Saturday, January 06, 2007

new year, new hope, new spirit?

happy new year!
hope it would be a bright year blessed with happiness, health and prosperity to everyone. and less disasters, please..

been doing nothing really important since the last few days of 2006, which i spent the old and new at home, sleeping, instead of going to blowfish. but seriously, no regrets. perhaps i knew that i won't enjoy the crowd that much anymore, that's why going to kapuk island was a better option. but still, you can say that it's sad. well, mom's at megamendung and dad's definitely don't really care that much about this festive season and c wasn't around, so i was that lazy to do anything.

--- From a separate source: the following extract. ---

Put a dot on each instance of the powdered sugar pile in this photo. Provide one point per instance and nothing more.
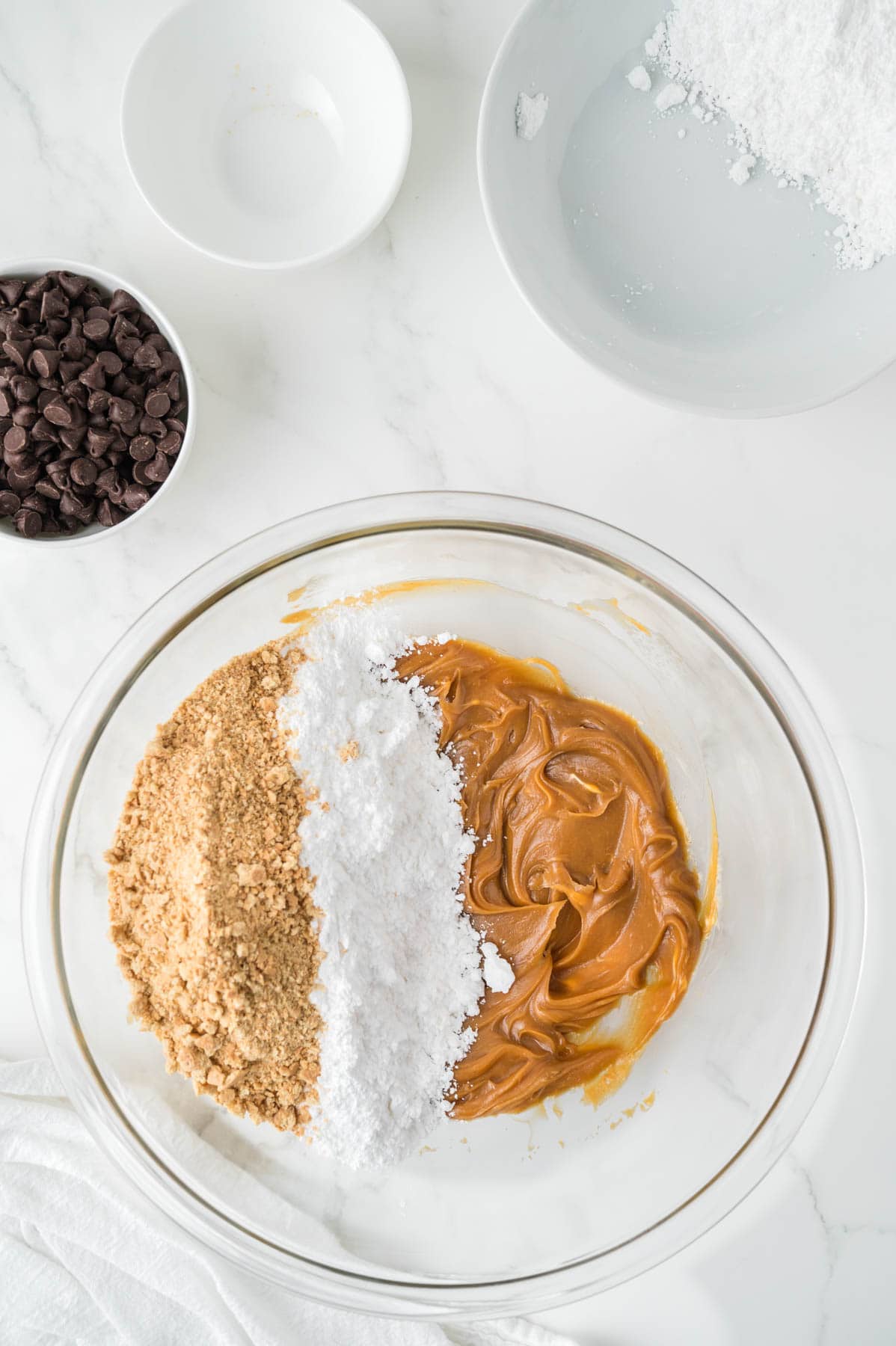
(810, 87)
(385, 841)
(530, 114)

tell you the truth, i suspected myself that i need combantrin (is the spelling correct?) cos i really really was very lazy to do anything. all i did on the last day of 2006 and the first day of 2007 was eat and sleep all day. i meant 2 days. and the last time i took that tablets was perhaps a year ago. and i was always hungry too. well, i know i'm always hungry but this was different.
anyway, still in holiday mood this whole week although things started to resume on the second day of 2007 but lots of people are still on their leave until next week, that would be in 2 days time.

i sincerely hope this new year would bring good things in any kind of relationships i have, especially my friendship with the gitl. so that i can really know and feel the meaning of true girlfriends although i doubted it few times. c always said that if i alredy set my mind on something, it would be difficult to change my thoughts or assumptions and it often makes him upset. i know that people shouldn't make assumptions but sometimes the situations are not good enough to explain anything. or perhaps it does explains the bad perfectly.

people change
love fades
seasons come and go
but friendship last forever
i sincerely hope the last one is true, although i don't like the sound of the first two. things would be much easier if we're still pure, honest and understanding with each other, don't you think?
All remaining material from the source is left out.